The acting ranges from fair to good. Frederick Stafford is a solid lead as the uptight Giorgio, who grows more comradely with both Claudio and his men as they endure British attacks together and Enrico Maria Salerno is also good as the more experienced, grizzled veteran Claudio. While the Borri brothers are the core of the film, Rommel and Montgomery also get plenty of attention. Despite being way too tall, Michael Rennie is fine as the insufferable Montgomery, and despite a rather dark complexion that makes him somewhat physically ill-suited to a German General, and bad dubbing, Robert Hossein is excellent as Rommel, a hard-nosed, no-nonsense military man interested only in plain simple facts with no patience for Schwarz’s political rhetoric, and frustrated with his own High Command. In fact, while James Mason in The Desert Fox is much better-known, Hossein’s attitude fits much more with my image of Rommel: rough-tongued, decisive, and ruthlessly pragmatic. The movie puts a bit of emphasis on Rommel’s disdain for the Italians, which is a historically accurate detail; in fairness to Rommel, the Germans had some justification for being sick of pulling their ally’s weight for them, but the Italians got a raw deal at El Alamein, with the Folgore Division sacrificed to hold back the British while the bulk of the Afrika Korps made good its retreat, and the Germans hoarding the transportation, leaving the Italians to fend for themselves on foot, where many of them ended up being captured by the British. Gerard Herter is fine as the stock character of the gung-ho Nazi who says things like “the Führer would not be happy to hear Field Marshal Rommel proposing to lead a retreat!”, the kind of character that in a higher-profile movie would be played by Anton Diffring or Günter Meisner.

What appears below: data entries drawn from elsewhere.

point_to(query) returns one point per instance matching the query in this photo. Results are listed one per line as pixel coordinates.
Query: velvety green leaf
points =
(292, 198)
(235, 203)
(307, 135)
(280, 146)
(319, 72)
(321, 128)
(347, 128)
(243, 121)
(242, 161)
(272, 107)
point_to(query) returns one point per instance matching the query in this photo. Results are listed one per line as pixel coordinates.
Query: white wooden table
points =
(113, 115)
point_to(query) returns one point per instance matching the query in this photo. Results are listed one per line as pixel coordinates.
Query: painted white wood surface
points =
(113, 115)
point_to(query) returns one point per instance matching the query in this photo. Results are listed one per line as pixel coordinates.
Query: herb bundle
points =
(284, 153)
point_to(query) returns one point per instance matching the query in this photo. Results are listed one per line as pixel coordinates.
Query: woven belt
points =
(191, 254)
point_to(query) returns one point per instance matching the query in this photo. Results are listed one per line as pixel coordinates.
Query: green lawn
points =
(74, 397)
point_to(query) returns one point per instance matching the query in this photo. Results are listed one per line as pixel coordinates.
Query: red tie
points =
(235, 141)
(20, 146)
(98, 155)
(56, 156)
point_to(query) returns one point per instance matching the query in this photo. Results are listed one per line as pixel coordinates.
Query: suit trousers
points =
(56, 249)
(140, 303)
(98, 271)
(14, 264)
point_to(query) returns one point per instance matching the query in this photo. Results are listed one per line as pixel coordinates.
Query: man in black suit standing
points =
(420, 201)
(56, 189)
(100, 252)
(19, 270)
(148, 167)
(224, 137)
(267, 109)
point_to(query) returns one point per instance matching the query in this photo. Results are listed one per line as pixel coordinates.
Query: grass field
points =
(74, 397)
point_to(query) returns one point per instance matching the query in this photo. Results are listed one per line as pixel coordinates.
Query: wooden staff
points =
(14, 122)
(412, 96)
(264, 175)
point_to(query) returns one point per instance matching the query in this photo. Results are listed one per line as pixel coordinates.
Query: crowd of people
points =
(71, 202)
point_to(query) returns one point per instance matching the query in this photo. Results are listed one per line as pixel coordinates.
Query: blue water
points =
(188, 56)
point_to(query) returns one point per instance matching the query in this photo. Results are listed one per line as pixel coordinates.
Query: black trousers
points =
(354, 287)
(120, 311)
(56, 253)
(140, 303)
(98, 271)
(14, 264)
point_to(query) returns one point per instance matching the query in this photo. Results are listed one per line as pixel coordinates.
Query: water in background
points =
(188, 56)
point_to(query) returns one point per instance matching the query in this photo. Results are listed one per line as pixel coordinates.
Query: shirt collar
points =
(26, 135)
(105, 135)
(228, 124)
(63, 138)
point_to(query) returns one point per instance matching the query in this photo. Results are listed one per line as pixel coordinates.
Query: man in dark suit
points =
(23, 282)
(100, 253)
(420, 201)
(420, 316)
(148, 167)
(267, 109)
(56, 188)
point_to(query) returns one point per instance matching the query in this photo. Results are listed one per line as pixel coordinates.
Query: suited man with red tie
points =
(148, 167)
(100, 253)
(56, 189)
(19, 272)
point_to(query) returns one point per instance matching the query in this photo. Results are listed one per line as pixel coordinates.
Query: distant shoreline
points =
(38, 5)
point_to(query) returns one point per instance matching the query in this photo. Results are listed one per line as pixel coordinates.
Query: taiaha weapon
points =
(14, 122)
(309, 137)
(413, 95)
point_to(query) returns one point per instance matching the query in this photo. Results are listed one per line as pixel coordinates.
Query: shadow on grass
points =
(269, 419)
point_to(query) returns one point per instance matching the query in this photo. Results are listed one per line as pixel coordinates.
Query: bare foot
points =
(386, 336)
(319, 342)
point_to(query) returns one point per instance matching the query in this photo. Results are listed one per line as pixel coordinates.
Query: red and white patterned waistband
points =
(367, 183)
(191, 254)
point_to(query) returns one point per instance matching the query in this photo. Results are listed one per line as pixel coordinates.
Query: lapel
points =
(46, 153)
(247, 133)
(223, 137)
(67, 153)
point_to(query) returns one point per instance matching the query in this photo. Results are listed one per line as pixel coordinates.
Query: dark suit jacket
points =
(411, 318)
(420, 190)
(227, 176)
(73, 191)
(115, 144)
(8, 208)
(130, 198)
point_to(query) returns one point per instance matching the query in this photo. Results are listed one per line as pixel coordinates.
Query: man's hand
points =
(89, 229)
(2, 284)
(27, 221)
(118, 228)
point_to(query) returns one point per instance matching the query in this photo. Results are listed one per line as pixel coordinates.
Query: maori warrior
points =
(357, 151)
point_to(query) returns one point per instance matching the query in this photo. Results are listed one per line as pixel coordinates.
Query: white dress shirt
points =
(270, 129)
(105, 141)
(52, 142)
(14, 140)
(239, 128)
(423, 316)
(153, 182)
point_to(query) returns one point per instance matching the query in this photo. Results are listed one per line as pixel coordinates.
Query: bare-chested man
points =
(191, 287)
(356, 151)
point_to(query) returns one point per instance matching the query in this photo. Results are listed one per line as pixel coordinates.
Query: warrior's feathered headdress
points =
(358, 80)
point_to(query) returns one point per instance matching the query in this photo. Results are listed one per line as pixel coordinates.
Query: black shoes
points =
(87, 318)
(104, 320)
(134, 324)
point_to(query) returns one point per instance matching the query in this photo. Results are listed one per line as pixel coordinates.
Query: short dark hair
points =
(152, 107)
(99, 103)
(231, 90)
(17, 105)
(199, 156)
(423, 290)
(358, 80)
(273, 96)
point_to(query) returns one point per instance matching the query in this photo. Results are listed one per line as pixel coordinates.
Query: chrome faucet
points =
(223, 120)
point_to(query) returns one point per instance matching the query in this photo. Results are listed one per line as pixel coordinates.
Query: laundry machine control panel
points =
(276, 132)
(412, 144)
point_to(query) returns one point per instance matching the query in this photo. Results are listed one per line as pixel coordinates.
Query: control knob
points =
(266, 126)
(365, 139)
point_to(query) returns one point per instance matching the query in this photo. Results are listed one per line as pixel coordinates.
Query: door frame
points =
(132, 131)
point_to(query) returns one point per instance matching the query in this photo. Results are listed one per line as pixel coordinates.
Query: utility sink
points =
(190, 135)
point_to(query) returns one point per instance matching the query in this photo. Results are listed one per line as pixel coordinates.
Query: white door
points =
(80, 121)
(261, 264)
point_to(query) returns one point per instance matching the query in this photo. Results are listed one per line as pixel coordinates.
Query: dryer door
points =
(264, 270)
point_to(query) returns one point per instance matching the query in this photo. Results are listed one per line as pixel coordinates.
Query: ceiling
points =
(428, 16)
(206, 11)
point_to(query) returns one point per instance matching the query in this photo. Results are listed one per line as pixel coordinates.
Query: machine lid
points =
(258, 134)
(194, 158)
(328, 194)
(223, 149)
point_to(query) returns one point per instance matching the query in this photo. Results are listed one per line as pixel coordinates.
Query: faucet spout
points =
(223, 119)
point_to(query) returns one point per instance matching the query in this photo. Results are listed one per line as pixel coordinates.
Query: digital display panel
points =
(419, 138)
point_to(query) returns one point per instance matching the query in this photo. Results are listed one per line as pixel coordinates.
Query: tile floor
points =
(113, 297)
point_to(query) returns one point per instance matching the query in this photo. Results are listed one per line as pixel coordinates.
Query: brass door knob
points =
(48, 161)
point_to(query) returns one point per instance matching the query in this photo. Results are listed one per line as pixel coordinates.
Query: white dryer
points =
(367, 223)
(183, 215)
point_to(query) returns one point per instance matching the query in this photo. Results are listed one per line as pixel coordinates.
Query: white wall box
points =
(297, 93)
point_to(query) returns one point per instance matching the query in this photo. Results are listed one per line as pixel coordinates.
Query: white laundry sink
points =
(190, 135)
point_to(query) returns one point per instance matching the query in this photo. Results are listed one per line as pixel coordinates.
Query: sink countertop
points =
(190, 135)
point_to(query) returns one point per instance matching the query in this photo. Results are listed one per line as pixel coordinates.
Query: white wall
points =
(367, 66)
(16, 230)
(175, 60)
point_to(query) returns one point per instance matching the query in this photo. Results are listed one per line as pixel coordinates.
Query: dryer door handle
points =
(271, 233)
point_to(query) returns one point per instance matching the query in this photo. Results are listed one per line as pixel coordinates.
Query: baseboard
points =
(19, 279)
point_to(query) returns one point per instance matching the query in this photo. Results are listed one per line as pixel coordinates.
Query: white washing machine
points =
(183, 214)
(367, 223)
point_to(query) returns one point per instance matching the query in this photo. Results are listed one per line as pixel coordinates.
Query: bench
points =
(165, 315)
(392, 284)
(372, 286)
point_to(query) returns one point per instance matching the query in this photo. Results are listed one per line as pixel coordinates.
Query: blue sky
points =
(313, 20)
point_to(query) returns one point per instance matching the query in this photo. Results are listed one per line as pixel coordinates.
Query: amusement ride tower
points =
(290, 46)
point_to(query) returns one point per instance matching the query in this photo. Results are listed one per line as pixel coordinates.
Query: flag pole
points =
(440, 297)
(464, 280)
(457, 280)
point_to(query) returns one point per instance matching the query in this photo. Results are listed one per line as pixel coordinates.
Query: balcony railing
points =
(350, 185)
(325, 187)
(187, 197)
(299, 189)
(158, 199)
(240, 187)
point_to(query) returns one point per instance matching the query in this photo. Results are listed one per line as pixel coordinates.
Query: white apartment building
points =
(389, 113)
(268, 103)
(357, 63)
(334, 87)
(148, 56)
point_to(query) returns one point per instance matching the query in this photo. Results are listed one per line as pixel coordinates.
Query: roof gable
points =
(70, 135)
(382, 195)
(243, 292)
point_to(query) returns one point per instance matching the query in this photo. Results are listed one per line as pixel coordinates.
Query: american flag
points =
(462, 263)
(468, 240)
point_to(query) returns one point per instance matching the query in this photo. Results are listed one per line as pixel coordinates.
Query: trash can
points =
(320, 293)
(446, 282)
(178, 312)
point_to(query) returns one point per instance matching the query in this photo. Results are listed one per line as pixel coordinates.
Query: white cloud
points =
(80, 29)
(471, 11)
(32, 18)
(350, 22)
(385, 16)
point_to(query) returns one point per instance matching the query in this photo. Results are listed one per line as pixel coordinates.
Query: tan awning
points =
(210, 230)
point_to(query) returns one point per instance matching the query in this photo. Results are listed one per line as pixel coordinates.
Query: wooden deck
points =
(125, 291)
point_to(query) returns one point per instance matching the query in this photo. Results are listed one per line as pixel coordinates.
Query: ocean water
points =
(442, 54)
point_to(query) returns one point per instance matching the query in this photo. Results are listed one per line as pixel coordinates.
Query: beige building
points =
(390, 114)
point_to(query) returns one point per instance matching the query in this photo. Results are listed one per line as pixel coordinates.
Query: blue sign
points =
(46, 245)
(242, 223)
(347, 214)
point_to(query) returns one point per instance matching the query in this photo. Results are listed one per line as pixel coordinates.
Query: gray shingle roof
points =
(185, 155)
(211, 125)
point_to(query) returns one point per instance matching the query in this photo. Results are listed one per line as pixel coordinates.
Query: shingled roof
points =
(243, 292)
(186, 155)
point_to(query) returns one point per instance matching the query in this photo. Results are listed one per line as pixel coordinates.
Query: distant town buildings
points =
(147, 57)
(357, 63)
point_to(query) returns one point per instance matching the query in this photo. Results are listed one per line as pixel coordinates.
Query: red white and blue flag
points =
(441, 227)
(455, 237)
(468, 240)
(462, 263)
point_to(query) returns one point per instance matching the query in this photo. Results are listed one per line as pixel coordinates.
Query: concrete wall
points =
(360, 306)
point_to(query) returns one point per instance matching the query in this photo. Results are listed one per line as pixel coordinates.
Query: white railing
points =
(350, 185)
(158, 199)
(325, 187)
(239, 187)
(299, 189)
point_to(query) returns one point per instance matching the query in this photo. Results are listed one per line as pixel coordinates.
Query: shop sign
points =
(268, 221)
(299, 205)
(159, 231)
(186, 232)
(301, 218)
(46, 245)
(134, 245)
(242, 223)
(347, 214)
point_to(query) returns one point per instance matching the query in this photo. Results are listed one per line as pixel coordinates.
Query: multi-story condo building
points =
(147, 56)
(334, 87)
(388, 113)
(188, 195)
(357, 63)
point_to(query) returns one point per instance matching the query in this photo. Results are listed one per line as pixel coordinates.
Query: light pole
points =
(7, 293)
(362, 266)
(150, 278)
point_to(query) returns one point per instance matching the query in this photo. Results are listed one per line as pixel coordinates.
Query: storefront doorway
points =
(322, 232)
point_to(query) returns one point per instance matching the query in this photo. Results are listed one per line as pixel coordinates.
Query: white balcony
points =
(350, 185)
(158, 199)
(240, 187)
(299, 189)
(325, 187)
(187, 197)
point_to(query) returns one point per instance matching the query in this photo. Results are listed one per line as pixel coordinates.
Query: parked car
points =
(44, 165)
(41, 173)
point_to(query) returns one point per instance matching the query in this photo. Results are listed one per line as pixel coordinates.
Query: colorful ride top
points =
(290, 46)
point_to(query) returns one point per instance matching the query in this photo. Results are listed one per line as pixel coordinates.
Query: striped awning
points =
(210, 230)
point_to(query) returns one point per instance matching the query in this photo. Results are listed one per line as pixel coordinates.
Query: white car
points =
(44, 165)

The Battle of El Alamein was made with the full cooperation of the Italian army and filmed on location in Egypt, and despite its budget limitations, it makes an effort that’s a little more ambitious than most B-movies. There is one laughable scene featuring remote-controlled toy tanks that look ridiculous, but the rest of the time it features lots of real tanks, and while it uses modern armored personnel carriers as stand-ins for British Bren carriers, it also uses rare authentic WWII Italian tanks in the climactic battle. There is also some risky stunt work as Italian soldiers jump onto the moving tanks to plant explosives, leaping on and off and rolling out of the way of the treads at the last minute. The desolate desert environment is well-depicted. The landscape looks barren and scorching, and everyone looks miserably hot; there is a notable sequence in which Giorgio forces a soldier to run in a circle in full uniform for being caught stealing more than his share of the precious water supply. Also memorable, if perhaps a little too mustache-twirly, is a scene in which Montgomery is sitting at headquarters being shaved and reciting a pretentiously dramatic speech while his men are going into battle. The central storyline of the Borri brothers is well-developed and makes for an affecting climax. If you give it a chance and take into account a limited budget, a dubbed cast, and a different tone from what you’re probably used to, The Battle of El Alamein is an entertaining war film with plenty of effective scenes from a rarely shown viewpoint. Appreciate it for what it is, not for what it’s not.